The investment firm set up by Steve Diggle, formerly of hedge fund Artradis, plans to go live with the strategy as early as next month. Nova will trade intra-day, but not ultra-high-frequency.
Vulpes targets Q3 for quant fund launch

Vulpes Investment Management is set to launch its first systematic trading strategy, Nova, next month. It sees the current environment as a good time for this type of fund, particularly in Asia.

The Singapore-based firm, set up by Artradis founder Steve Diggle after the volatility-focused hedge fund shut in 2008, started work on the project over a year ago with a view to diversifying its strategies.

In July Nova will start trading Japanese and Australian equities using $500,000 in seed money contributed by the Vulpes' principals. Nova may in future move into Asia-Pacific markets and into futures as a way to put on hedges at the portfolio level.

There are no exchange fees charged on Australian and Japanese stocks, but if Nova trades markets such as Hong Kong, where stamp duty is levied, it will likely trade less frequently and with longer holding periods to reduce the impact of higher fees on returns.

Nova is a medium-frequency (average holding period: one hour), intra-day systematic trading strategy that executes small trades to capture alpha from stocks seen as trading away from their fair values. Chief risk officer Scott Treloar, Nova's key designer, has spent over a year on developing and back-testing it.

“We feel there are still plenty of opportunities for quant trading in Asia, which is characterised by idiosyncratic market structures and diverse regulatory regimes across various time zones,” said Treloar.

Given that Asian exchanges are just starting to build out their electronic trading capability, these markets still present attractive opportunities for quant investors, as most hedge funds trading Asian markets are largely discretionary stock-pickers, noted Treloar.

Nova is Vulpes' second equity strategy managed; it also has a buy-and-hold fund called Testudo, which has $100 million in assets and has been running for five years.

Vulpes' principals feel that systematic trading – which is underpinned by advanced statistical modelling and execution algorithms – is a good complement for the firm’s non-financial market assets.
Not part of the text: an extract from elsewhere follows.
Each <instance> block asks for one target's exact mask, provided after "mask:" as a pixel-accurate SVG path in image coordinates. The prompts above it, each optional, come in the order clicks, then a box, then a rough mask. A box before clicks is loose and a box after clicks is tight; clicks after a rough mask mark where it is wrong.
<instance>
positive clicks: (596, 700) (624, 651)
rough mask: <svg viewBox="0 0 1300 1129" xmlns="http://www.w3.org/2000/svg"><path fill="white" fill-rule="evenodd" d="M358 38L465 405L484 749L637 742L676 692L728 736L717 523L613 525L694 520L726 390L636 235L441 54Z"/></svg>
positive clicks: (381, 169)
Designed to replicate a family office structure to enable co-investment, Vulpes also runs funds that invest into German real estate and agricultural land. The firm has $200 million in assets under management.

In recent years, its management has made a deliberate decision to diversify away from financial markets as volatility has hit a multiple-year low amid moves by central banks to back-stop risks in the financial market and economy.

“As a firm we believe that many of the traded asset markets today are expensive and responding to central bank intervention rather than to market forces.”

“We may look at volatility later, but when the Vix [the Chicago Board Options Exchange's market volatility index] is at a multi-month low, trading volatility is a bit pointless,” said Treloar.

Vix, known better as the stock market’s 'fear gauge', dropped to 10.99 on June 10. Over the last 14 years it has averaged 19.99, and the last time Vix came close to the current level was on March 31, 2006 when it hit 11.39.

Treloar said the timing for launching Nova corresponds with competition from technology companies entering the asset management industry in recent years, and with advancement in machine learning and streaming algorithms to interpret and analyse high-volume data.

There are three other individuals helping run the strategy: a quant-model developer, technology officer and account finance executive.